İddia ve savunma hakkı, 6100 sayılı Hukuk Muhakemeleri Kanunu’nun hukuki dinlenilme hakkı başlıklı 27. maddesi ile usul hukukumuza da yansıtılmıştır. Anılan maddenin birinci fıkrasında, davanın taraflarının kendi hakları ile bağlantılı olarak hukuki dinlenilme hakkına sahip oldukları belirtildikten sonra, maddenin ikinci fıkrasında bu hakkın “açıklama ve ispat hakkı”nı da içerdiği vurgulanmıştır. Davanın taraflarının, usul hukuku hükümlerine aykırı olarak ispat hakkını kullanmalarının kısıtlanması, iddia ve savunma hakkının kısıtlanması sonucunu doğurur.
Somut olayda, davalı vekili kanuni süresi içerisinde vermiş olduğu cevap dilekçesinde delillerini mahkemeye bildirmiş, delil listesinde dört tane de şahit ismi belirtmiştir. Mahkemece istinabe suretiyle iki davalı şahiti dinlenilmiş, ancak diğer davalı şahitleri dinlenilmeyerek hukuki dinlenilme hakkına aykırı davranılmıştır. Yapılacak iş, diğer iki davalı şahiti de dinlenildikten ve davacının eylemi bu suretle tam olarak açıklığa kavuşturulduktan sonra oluşacak sonuca göre karar vermekten ibaret iken, eksik inceleme ile yazılı şekilde hüküm tesisi isabetsizdir.
3-Fazla çalışma yaptığını iddia eden işçi bu iddiasını ispatla yükümlüdür. İşçinin imzasını taşıyan bordro sahteliği ispat edilinceye kadar kesin delil niteliğindedir. Bir başka anlatımla bordronun sahteliği ileri sürülüp ispatlanmadıkça, imzalı bordroda görünen fazla çalışma alacağının ödendiği varsayılır.
Fazla çalışmanın ispatı konusunda işyeri kayıtları, özellikle işyerine giriş çıkışı gösteren belgeler, işyeri iç yazışmaları, delil niteliğindedir. Ancak, fazla çalışmanın bu tür yazılı belgelerle ispatlanmaması durumunda tarafların dinletmiş oldukları tanık beyanları ile sonuca gidilmesi gerekir.

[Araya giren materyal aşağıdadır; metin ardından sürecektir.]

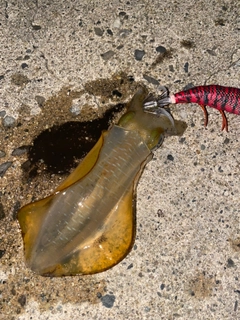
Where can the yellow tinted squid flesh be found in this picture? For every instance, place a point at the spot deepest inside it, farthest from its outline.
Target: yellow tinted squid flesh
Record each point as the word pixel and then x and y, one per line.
pixel 88 224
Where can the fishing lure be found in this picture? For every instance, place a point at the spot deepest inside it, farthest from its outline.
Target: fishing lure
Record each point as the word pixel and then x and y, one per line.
pixel 215 96
pixel 88 224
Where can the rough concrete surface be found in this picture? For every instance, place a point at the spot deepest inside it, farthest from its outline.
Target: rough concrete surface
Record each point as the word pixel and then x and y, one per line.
pixel 61 61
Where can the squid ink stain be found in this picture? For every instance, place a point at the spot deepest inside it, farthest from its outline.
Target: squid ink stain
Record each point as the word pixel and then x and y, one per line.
pixel 60 147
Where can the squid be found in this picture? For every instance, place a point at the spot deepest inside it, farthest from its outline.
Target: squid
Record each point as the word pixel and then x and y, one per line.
pixel 88 224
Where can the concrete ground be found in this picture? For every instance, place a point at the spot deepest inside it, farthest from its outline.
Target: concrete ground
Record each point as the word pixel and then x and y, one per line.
pixel 185 263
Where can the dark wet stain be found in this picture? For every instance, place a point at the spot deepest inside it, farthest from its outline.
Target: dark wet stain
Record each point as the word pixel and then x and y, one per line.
pixel 60 147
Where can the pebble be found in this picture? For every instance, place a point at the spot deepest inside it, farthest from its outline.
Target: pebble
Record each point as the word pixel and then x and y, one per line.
pixel 40 100
pixel 4 166
pixel 117 23
pixel 186 67
pixel 151 80
pixel 108 300
pixel 9 122
pixel 75 109
pixel 98 31
pixel 124 32
pixel 2 154
pixel 2 213
pixel 138 54
pixel 161 49
pixel 107 55
pixel 2 113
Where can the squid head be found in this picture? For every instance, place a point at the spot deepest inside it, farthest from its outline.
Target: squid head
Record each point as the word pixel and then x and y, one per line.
pixel 88 224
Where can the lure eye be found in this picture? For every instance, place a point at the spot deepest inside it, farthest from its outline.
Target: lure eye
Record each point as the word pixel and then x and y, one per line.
pixel 126 118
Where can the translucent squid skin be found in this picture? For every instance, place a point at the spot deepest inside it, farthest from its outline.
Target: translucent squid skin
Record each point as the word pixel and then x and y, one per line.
pixel 215 96
pixel 88 224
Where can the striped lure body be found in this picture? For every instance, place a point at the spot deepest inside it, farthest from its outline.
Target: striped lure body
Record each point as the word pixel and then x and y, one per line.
pixel 215 96
pixel 88 224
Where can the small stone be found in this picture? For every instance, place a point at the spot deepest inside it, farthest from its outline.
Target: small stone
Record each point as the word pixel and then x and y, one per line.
pixel 2 252
pixel 19 151
pixel 40 100
pixel 22 300
pixel 107 55
pixel 98 31
pixel 186 66
pixel 75 109
pixel 124 32
pixel 16 208
pixel 188 86
pixel 9 122
pixel 161 49
pixel 24 65
pixel 2 154
pixel 108 300
pixel 35 27
pixel 130 266
pixel 138 54
pixel 4 166
pixel 170 157
pixel 230 263
pixel 117 23
pixel 116 93
pixel 19 79
pixel 151 79
pixel 109 31
pixel 2 213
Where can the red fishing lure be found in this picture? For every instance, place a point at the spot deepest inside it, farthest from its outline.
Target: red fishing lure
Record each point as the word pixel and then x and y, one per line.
pixel 215 96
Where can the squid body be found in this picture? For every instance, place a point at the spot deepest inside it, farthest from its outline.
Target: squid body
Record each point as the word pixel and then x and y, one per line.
pixel 88 224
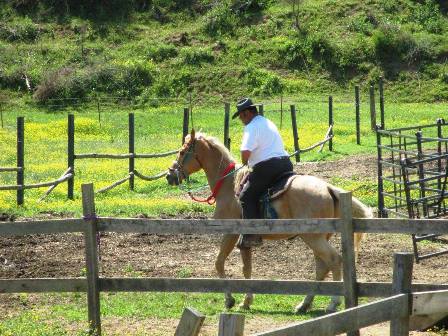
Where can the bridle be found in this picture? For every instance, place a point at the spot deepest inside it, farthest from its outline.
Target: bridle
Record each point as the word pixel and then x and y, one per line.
pixel 188 154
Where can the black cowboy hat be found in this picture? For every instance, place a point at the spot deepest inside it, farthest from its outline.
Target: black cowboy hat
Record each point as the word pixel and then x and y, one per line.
pixel 242 105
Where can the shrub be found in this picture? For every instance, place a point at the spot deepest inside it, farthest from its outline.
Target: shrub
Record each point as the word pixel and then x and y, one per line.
pixel 262 82
pixel 162 52
pixel 391 43
pixel 227 15
pixel 25 31
pixel 220 20
pixel 308 47
pixel 128 79
pixel 360 24
pixel 429 16
pixel 196 56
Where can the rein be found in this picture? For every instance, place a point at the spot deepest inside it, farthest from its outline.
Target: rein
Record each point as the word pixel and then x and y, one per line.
pixel 212 198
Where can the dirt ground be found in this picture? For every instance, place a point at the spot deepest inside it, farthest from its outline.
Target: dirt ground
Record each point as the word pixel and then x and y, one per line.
pixel 40 256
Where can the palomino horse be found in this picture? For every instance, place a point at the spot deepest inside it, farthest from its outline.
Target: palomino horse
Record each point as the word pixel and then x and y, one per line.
pixel 307 197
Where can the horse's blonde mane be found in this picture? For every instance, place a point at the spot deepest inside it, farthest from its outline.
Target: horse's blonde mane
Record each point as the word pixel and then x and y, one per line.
pixel 217 144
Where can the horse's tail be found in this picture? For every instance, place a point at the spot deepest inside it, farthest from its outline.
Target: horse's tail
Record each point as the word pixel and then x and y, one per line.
pixel 359 210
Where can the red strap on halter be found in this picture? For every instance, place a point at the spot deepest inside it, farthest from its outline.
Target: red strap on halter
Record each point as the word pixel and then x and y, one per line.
pixel 212 198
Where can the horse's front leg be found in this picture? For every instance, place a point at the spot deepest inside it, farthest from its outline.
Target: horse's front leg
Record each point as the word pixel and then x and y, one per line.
pixel 321 272
pixel 227 244
pixel 246 256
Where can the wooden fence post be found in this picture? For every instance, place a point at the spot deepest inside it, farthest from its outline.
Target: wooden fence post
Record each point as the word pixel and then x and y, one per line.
pixel 330 121
pixel 381 90
pixel 93 291
pixel 131 151
pixel 185 123
pixel 231 325
pixel 190 323
pixel 226 125
pixel 295 133
pixel 357 109
pixel 382 213
pixel 71 154
pixel 372 108
pixel 402 284
pixel 348 254
pixel 281 111
pixel 20 159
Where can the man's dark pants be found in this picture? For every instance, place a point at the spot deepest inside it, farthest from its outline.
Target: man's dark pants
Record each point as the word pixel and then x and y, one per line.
pixel 263 175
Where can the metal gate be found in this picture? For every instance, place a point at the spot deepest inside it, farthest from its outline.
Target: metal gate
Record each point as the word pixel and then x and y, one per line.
pixel 412 178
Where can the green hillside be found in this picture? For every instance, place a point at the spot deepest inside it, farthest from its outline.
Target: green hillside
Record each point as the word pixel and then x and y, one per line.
pixel 140 49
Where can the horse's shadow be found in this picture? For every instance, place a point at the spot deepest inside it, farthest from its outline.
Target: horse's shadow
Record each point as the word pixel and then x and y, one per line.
pixel 310 314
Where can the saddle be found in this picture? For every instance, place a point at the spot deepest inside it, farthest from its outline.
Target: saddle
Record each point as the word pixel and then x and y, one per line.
pixel 277 189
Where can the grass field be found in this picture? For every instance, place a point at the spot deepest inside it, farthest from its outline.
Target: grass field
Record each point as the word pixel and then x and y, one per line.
pixel 159 130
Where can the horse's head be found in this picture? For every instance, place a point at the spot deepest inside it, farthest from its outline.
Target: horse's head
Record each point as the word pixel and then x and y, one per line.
pixel 186 162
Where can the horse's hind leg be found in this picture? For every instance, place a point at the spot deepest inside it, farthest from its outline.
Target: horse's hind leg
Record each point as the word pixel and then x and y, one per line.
pixel 227 244
pixel 321 272
pixel 246 256
pixel 329 257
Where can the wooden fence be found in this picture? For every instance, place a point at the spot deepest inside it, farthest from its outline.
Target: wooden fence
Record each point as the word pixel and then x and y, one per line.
pixel 350 288
pixel 20 169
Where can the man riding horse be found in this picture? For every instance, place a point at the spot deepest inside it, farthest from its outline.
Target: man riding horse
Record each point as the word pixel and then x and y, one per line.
pixel 263 151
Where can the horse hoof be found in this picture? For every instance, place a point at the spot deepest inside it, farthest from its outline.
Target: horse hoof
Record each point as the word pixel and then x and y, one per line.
pixel 230 303
pixel 243 306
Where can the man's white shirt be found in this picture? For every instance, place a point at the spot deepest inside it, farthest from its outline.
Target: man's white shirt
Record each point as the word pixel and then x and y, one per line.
pixel 262 138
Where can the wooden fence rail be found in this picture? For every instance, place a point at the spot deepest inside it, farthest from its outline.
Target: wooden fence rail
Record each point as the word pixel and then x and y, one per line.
pixel 90 225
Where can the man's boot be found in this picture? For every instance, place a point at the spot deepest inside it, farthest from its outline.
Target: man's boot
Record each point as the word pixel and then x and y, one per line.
pixel 249 240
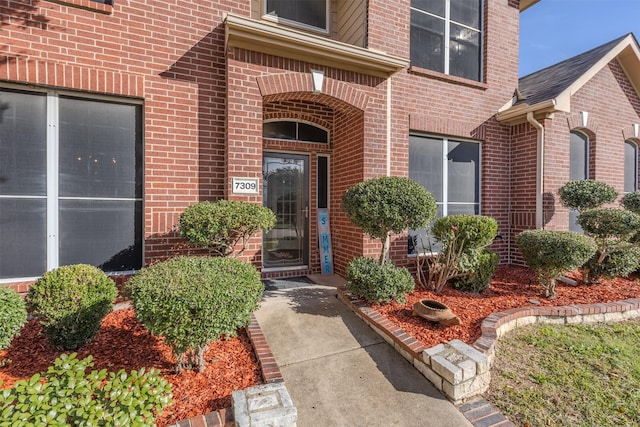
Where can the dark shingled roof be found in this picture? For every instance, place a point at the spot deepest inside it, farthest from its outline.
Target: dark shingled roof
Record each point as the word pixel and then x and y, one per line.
pixel 550 82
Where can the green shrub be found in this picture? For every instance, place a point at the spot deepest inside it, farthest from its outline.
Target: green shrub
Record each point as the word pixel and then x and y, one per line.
pixel 552 253
pixel 614 231
pixel 389 203
pixel 631 202
pixel 586 194
pixel 67 395
pixel 462 238
pixel 480 272
pixel 72 301
pixel 13 315
pixel 618 263
pixel 220 226
pixel 192 301
pixel 378 283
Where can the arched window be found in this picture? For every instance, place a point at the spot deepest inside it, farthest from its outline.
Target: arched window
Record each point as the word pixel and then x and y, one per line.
pixel 630 167
pixel 295 130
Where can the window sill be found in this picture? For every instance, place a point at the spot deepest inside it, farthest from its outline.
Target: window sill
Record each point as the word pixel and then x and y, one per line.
pixel 93 6
pixel 447 78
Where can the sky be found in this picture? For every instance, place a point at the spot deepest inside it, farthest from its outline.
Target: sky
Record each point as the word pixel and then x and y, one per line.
pixel 554 30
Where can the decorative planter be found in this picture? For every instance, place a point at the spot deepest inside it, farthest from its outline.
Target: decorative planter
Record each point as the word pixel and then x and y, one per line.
pixel 435 311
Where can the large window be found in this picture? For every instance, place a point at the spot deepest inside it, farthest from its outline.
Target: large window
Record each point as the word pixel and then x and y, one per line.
pixel 450 170
pixel 70 183
pixel 578 169
pixel 446 36
pixel 310 14
pixel 630 167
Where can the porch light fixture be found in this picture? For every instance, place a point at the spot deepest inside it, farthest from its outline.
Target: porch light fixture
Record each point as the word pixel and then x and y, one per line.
pixel 318 79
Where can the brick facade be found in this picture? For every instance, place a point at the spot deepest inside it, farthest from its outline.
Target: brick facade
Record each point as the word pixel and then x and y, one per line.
pixel 205 103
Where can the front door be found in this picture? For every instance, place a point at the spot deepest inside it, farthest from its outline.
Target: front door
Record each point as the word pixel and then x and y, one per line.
pixel 286 193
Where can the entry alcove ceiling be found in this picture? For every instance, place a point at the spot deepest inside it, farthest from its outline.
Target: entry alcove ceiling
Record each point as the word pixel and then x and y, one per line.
pixel 266 37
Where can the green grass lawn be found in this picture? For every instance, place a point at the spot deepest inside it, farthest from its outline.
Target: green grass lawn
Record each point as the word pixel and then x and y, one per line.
pixel 548 375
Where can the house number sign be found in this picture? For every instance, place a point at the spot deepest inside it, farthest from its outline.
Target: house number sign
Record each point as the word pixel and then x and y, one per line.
pixel 245 186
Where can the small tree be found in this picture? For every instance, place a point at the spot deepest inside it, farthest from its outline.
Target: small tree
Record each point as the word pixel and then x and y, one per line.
pixel 388 204
pixel 550 254
pixel 220 226
pixel 585 194
pixel 193 301
pixel 463 237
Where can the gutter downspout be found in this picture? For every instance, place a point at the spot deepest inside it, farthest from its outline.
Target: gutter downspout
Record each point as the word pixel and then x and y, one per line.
pixel 539 168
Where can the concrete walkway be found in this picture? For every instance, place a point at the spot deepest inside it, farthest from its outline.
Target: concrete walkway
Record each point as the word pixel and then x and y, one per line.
pixel 338 371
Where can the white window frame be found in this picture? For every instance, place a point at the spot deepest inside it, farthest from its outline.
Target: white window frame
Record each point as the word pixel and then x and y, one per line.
pixel 444 146
pixel 52 165
pixel 325 30
pixel 447 35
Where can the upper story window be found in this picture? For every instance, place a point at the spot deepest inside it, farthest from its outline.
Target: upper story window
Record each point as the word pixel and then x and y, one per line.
pixel 311 14
pixel 295 131
pixel 630 167
pixel 446 36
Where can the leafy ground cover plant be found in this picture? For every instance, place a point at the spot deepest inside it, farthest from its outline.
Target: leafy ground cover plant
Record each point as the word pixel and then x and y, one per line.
pixel 223 225
pixel 72 300
pixel 378 283
pixel 569 375
pixel 69 395
pixel 550 254
pixel 13 315
pixel 463 237
pixel 388 204
pixel 192 301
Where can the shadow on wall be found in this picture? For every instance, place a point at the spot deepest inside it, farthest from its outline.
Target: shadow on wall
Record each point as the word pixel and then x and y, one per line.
pixel 548 207
pixel 204 65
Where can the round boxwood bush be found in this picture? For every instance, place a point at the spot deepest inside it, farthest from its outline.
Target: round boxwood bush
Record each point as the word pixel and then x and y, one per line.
pixel 481 270
pixel 376 282
pixel 552 253
pixel 631 202
pixel 388 203
pixel 220 226
pixel 192 301
pixel 13 315
pixel 71 300
pixel 586 194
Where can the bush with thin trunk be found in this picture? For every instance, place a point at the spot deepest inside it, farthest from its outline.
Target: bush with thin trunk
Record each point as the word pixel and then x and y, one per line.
pixel 550 254
pixel 388 204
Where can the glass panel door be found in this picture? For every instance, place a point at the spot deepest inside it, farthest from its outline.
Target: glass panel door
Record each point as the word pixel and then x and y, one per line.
pixel 286 193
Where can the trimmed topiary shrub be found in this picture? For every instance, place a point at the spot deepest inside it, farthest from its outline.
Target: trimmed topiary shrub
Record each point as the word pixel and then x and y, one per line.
pixel 192 301
pixel 550 254
pixel 586 194
pixel 66 395
pixel 388 203
pixel 72 301
pixel 631 202
pixel 220 226
pixel 378 283
pixel 13 315
pixel 614 231
pixel 462 238
pixel 480 272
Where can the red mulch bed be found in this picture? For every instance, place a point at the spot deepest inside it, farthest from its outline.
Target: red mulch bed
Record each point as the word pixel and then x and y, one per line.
pixel 122 343
pixel 511 287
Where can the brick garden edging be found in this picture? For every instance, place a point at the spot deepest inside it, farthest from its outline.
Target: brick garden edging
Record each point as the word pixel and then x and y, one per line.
pixel 477 410
pixel 270 374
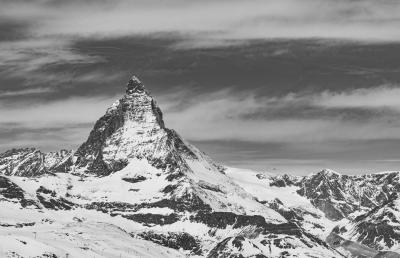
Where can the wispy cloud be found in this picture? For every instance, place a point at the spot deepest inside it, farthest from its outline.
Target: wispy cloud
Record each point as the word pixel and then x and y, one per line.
pixel 225 116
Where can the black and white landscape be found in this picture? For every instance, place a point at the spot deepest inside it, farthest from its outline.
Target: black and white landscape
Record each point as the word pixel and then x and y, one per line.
pixel 135 188
pixel 276 130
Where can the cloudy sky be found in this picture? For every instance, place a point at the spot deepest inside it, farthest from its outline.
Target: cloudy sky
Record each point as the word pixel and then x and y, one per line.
pixel 287 86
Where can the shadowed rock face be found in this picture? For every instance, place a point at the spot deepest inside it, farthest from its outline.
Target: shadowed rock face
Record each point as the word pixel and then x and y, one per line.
pixel 32 162
pixel 134 85
pixel 340 195
pixel 132 127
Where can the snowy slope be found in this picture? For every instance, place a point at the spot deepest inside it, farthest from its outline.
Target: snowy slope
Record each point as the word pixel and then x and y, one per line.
pixel 135 188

Somut olayda, gerek davacı şahitleri gerekse davalı tanıkları fazla mesailerin ödendiğini beyan etmişlerdir. Şu halde, davacıya, fazla mesai alacaklarının ödendiği anlaşıldığından, fazla mesai talebinin reddine karar verilmesi gerekirken, yazılı şekilde hüküm tesisi hatalı olup bozmayı gerektirmiştir.
Sonuç:
Temyiz olunan kararın, yukarıda yazılı sebeplerle BOZULMASINA, peşin alınan temyiz harcının istek halinde ilgiliye iadesine 02.06.2014 tarihinde oybirliğiyle karar verildi.